As an L3 support member of the team, my responsibilities include, but are not limited to,
- Monitor, maintain, and provision components of the Data Systems Platform.
- Perform software upgrades on the components of the Data Systems Platform.
- Work with the Data Engineering team to help design and implement the next iteration of scaling.
- Work closely with the systems performance, systems operations, and network engineering teams, as needed, to ensure high performance and availability.
- Work with the Data Engineering team to evaluate open-source and commercial software and hardware solutions.
- Develop and implement tools to automate aspects of managing the Data Systems Platform, including upgrades where appropriate.
- Participate in prototyping, proof-of-concept system development, and benchmarking.
- Manage storage restructuring as required.

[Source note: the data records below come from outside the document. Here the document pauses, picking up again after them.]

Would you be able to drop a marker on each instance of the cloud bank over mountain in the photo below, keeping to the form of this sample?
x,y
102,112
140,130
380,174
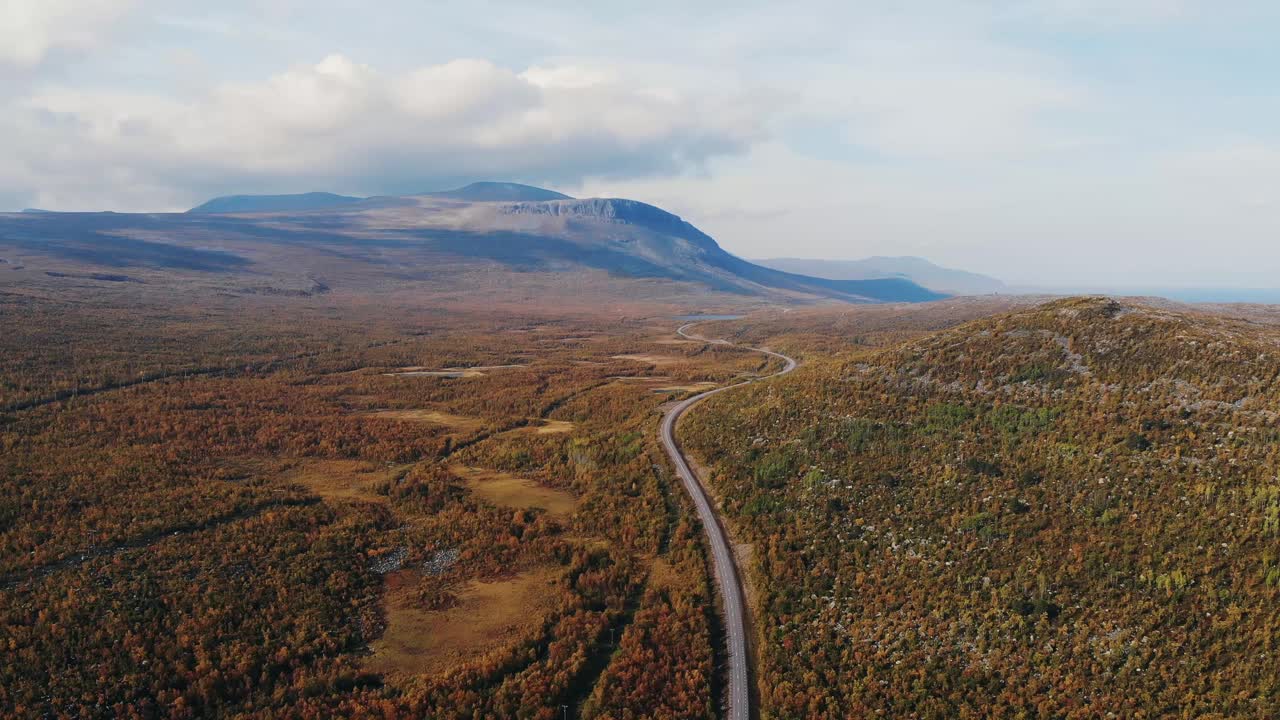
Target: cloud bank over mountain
x,y
341,124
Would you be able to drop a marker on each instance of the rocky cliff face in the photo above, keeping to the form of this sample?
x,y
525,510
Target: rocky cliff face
x,y
615,210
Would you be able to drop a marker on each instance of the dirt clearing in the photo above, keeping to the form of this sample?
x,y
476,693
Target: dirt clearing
x,y
342,479
489,615
508,491
554,427
433,417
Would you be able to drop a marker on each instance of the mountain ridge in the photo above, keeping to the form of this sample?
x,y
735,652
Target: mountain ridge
x,y
917,269
387,241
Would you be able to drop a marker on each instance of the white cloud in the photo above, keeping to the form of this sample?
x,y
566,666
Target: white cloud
x,y
31,28
339,124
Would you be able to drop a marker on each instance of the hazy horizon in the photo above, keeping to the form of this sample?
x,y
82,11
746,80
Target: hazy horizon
x,y
1052,142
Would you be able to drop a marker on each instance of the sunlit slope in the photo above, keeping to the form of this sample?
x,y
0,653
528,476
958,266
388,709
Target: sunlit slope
x,y
1069,511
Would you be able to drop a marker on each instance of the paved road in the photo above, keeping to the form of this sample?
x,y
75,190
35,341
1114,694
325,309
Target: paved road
x,y
722,557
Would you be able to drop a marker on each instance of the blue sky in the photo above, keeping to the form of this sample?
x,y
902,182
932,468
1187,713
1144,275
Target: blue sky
x,y
1050,142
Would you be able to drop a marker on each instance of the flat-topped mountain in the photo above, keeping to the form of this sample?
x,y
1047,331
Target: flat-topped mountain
x,y
434,241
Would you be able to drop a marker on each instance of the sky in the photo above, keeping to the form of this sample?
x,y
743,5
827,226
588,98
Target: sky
x,y
1048,142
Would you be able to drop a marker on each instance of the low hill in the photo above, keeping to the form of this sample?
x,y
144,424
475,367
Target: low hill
x,y
915,269
1064,511
501,236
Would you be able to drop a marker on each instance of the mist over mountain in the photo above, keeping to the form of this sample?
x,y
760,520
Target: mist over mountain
x,y
273,203
915,269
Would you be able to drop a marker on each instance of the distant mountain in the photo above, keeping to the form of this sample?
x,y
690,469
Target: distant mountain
x,y
915,269
273,203
503,235
501,192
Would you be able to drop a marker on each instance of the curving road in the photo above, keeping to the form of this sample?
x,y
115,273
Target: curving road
x,y
722,557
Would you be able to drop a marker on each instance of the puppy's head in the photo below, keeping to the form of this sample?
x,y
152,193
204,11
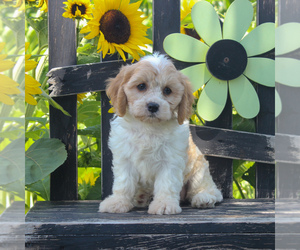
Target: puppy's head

- Participate in the on-call rotation, responding to alerts and system issues.
- Manage user access and resource allocations to Data Systems Platform.
- Administer Kafka and Hadoop Clusters to support Data Systems Platforms.
- Review all Pull Requests for the team to ensure high quality and sustainable automation utilities for use in both cluster administration and for internal engineering clients.
- Develop automation utilities for infrastructure administration, as well as self-healing auto-response actions for common failures.
1. As an L2 and L1 support, I helped the team with:
a. Updating automated runbooks that were created for basic admin needs.
b. Create runbooks for repetitive asks from customers (created runbooks for Kafka topic deletion, head nodes decommission/recommission, and restart of services for the components in Hadoop).
c. Create alerts and dashboards for the applications, servers, and memory usage of the nodes.
d. Allocation and retraction of resources for the teams, and monitoring the usage.
e. Perform lease returns for all the servers on a time-period basis.